D’autre part, les ambitions développementalistes des gouvernements et la mise en œuvre de méga-projets menacent également les formes d’autonomie des territoires. Oaxaca compte 551 des 2457 municipalités du Mexique. 62% de la superficie de l’État sont des propriétés communales, c’est-à-dire qu’un tiers de toutes les terres communales du Mexique se trouvent dans l’État de Oaxaca, où 60% de la population est paysanne. Dans ces municipalités, il existe une certaine autonomie politique, reconnue par la constitution. Cela signifie qu’ils ont des systèmes normatifs internes avec leurs propres formes d’élection des autorités, d’autogestion. « Ils défendent et exercent au quotidien leurs propres manières de faire de la politique, de gouverner leur village et d’organiser la vie en commun ». Dans ces municipalités, où se concentrent les communautés indigènes, les droits au territoire et aux ressources sont exercés collectivement.

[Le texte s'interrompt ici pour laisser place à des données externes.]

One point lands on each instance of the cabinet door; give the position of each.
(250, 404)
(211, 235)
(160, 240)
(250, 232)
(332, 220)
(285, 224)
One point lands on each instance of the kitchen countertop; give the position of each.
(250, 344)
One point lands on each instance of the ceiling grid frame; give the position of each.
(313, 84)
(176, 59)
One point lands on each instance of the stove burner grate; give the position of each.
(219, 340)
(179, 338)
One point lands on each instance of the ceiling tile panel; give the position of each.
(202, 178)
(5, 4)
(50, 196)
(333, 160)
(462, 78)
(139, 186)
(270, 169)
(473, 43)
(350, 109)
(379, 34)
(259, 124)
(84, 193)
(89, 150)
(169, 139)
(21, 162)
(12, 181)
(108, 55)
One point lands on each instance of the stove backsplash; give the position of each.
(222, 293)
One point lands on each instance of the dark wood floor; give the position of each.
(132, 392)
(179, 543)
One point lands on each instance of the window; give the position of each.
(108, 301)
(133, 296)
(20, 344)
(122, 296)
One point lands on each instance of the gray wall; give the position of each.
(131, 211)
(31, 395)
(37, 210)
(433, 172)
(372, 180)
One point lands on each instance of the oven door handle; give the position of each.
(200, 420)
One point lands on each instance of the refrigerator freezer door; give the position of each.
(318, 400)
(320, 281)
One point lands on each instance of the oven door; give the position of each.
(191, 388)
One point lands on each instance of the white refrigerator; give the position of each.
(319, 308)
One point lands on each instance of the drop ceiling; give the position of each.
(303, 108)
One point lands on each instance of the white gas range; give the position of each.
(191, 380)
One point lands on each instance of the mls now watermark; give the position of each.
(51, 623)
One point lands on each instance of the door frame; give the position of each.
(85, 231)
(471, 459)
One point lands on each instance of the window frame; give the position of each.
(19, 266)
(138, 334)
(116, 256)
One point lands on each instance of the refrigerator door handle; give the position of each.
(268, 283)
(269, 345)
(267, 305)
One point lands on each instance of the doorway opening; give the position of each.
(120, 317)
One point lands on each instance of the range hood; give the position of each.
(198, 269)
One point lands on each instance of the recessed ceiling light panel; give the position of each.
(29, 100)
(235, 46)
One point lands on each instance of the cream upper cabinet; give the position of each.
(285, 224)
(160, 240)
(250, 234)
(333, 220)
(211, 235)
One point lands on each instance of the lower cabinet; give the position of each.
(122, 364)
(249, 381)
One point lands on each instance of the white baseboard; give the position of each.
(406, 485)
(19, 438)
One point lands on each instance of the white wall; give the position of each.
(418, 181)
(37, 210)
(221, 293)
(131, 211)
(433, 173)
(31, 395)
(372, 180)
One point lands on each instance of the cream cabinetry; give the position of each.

Bien que reconnues en théorie, ces communautés indigènes et ces autonomies politiques ne sont pas prises en compte lorsqu’il s’agit de planifier et de mettre en œuvre des mégaprojets qui répondront aux ambitions développementalistes des gouvernements et feront le bonheur des investisseurs. Dans l’isthme mexicain, là où les Caraïbes et le Pacifique se rencontrent, entre les États de Veracruz et d’Oaxaca, le ’Corridor interocéanique de l’isthme’ est actuellement en cours de construction. Autoroutes, chemins de fer, ports et parcs industriels, pour concurrencer le canal de Panama, et le projet de canal mis en œuvre au Nicaragua. « Ces grands projets déstructurent les communautés, tant sur le plan social qu’économique », explique Lalo. « Elle les prive de l’usage et de l’autonomie de leurs territoires ».

Après les événements de Buenos Aires en 2001 et de Cochabamba en 2003, Oaxaca a été l’une des premières insurrections du XXIe siècle en Amérique latine. Ce ne fut pas et ce ne sera pas la dernière. Les mois et les années passent, et les peuples continuent de se soulever. Pour reprendre le contrôle de leurs territoires, de leurs existences. Hier à Oaxaca, aujourd’hui à Cali, au Chiapas ou au Chili, de nouvelles façons de faire de la politique se construisent, de manière autonome, collective. Partout, des embryons de pouvoirs révolutionnaires et populaires émergent.

Este escrito está dedicado a todxs lxs compañerxs que ahora luchan en Cali, fortaleciendo un poder popular, que no es sin recordar la "Comuna’"de Oaxaca y la APPO.
De Oaxaca, “ciudad de la resistencia”, a Cali “capital de la resistencia”.
De Oaxaca, donde “se tomó por asalto al cielo”, a Cali “sucursal del cielo” convertida en “sucursal del aguante”.